A single cleanup worker falls behind on heavy expiry days. Multiple workers run in parallel — but they must coordinate so they don't process the same rows twice.


Why one worker isn't enough

The cleanup job runs at off-peak hours — say midnight onwards. At 1M expirations per day, even with batch processing of 1000 rows at a time, a single worker processing one batch every few seconds could take hours.

On a heavy day — where a cohort of 30-day pastes all expire together — you might have 5–10M rows to process. A single worker cannot clear this before peak traffic resumes in the morning.

Multiple workers solve the throughput problem. Each worker processes a different subset of expired rows in parallel.


The double-processing problem

Two workers running in parallel both query:

SELECT short_code FROM pastes
WHERE expires_at < now()
AND status = 'NOT_EXPIRED'
LIMIT 1000

They get overlapping results. Both pick up the same 1000 rows. Both decrement ref_count, both delete from S3, both delete from Postgres. The result:

  • ref_count goes to -1 (wrong)
  • S3 delete called twice (harmless but wasteful)
  • Second Postgres DELETE fails silently (row already gone)

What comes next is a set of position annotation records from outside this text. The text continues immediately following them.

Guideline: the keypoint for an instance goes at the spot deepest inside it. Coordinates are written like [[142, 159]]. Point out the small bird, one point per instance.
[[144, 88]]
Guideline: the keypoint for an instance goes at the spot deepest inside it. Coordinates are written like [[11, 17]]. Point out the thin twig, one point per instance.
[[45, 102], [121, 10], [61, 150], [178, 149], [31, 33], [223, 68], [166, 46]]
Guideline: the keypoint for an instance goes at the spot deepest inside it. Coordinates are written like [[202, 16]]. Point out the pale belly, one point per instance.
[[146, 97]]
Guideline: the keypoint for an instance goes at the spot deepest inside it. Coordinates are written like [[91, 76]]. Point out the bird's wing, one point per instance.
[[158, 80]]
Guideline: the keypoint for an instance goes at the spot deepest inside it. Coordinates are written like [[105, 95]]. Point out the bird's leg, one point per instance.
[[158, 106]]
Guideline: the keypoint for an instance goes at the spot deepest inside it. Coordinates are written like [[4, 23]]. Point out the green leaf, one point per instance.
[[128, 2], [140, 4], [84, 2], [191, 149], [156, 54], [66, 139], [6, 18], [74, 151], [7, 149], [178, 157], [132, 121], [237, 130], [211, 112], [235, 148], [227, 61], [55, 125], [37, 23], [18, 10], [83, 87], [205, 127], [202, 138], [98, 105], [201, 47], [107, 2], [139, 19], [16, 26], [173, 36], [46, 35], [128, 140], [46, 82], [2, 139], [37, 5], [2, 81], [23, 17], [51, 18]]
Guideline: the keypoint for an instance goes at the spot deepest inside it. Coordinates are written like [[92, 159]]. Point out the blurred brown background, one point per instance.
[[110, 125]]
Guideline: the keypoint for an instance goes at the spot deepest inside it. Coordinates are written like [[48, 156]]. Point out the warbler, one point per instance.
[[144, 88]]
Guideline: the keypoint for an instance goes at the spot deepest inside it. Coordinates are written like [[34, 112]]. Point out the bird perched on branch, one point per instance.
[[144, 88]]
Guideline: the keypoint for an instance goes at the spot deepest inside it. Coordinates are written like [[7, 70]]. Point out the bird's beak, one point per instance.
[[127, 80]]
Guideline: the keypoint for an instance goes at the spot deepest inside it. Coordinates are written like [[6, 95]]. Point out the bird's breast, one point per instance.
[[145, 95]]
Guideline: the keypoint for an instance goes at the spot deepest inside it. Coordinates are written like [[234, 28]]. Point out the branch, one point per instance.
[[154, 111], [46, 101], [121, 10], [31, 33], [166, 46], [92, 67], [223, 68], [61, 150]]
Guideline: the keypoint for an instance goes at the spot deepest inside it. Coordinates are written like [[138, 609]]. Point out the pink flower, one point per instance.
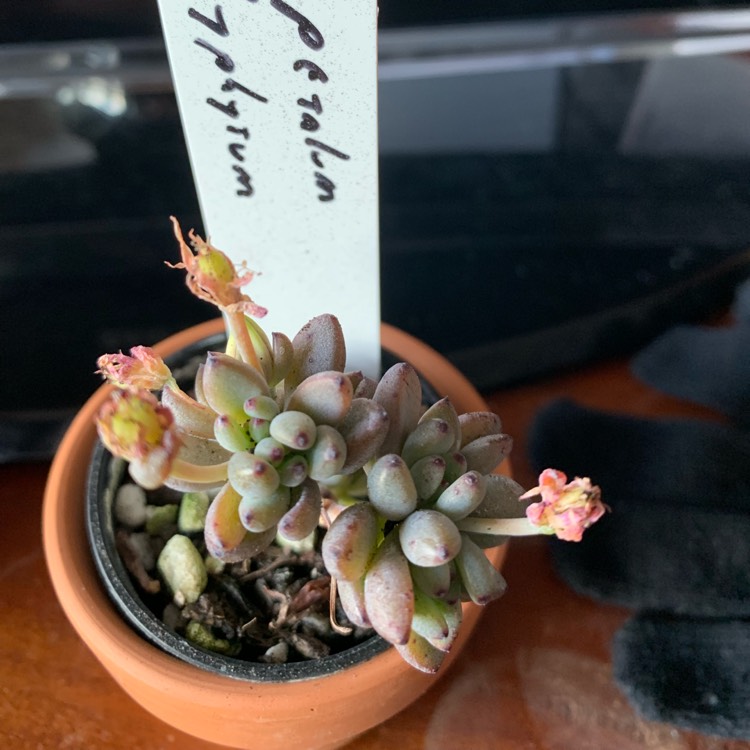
[[566, 509], [211, 275], [142, 369], [133, 425]]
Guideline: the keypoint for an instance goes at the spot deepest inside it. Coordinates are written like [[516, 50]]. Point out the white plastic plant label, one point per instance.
[[279, 107]]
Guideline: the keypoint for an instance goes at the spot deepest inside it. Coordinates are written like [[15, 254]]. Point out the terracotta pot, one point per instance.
[[239, 713]]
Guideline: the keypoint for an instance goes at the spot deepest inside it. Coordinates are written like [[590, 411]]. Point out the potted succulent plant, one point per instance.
[[275, 453]]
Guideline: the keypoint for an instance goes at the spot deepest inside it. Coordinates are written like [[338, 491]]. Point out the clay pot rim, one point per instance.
[[71, 567]]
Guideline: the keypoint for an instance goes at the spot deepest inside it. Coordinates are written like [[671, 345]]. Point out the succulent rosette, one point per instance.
[[284, 443]]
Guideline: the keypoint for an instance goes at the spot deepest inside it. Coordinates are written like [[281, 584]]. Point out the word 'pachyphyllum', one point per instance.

At best this is wasteful. At worst it corrupts ref_count, which causes content to be deleted while other pastes still reference it — breaking those pastes permanently.


Redis distributed lock + status transition

The solution has two parts working together:

Part 1 — Redis distributed lock

Before a worker starts processing a batch, it acquires a Redis lock with a short TTL (e.g. 30 seconds). Only one worker holds the lock at a time. Other workers fail fast on lock acquisition and wait before retrying.

This prevents two workers from querying the same rows simultaneously.

Part 2 — Status transition to DELETION_IN_PROGRESS

Once a worker acquires the lock and fetches a batch, it immediately marks those rows:

UPDATE pastes
SET status = 'DELETION_IN_PROGRESS',
    deletion_initiated_at = now()
WHERE short_code IN (...)

Then it releases the lock. Now other workers can acquire the lock and fetch the next batch — but their query filters WHERE status = 'NOT_EXPIRED', so they never see rows already claimed.

Worker 1: acquires lock → fetches batch A → marks DELETION_IN_PROGRESS → releases lock → processes batch A
Worker 2: acquires lock → fetches batch B (NOT_EXPIRED only) → marks DELETION_IN_PROGRESS → releases lock → processes batch B
Worker 3: acquires lock → fetches batch C → ...

Workers process their batches in parallel with no overlap. The lock is only held for the brief window of fetching and marking — processing happens lock-free.


Scheduling

Workers run nightly starting at midnight. Each worker loops continuously — fetch batch, mark, process, repeat — until no more NOT_EXPIRED rows with expires_at < now() are found. Then it sleeps until the next scheduled run.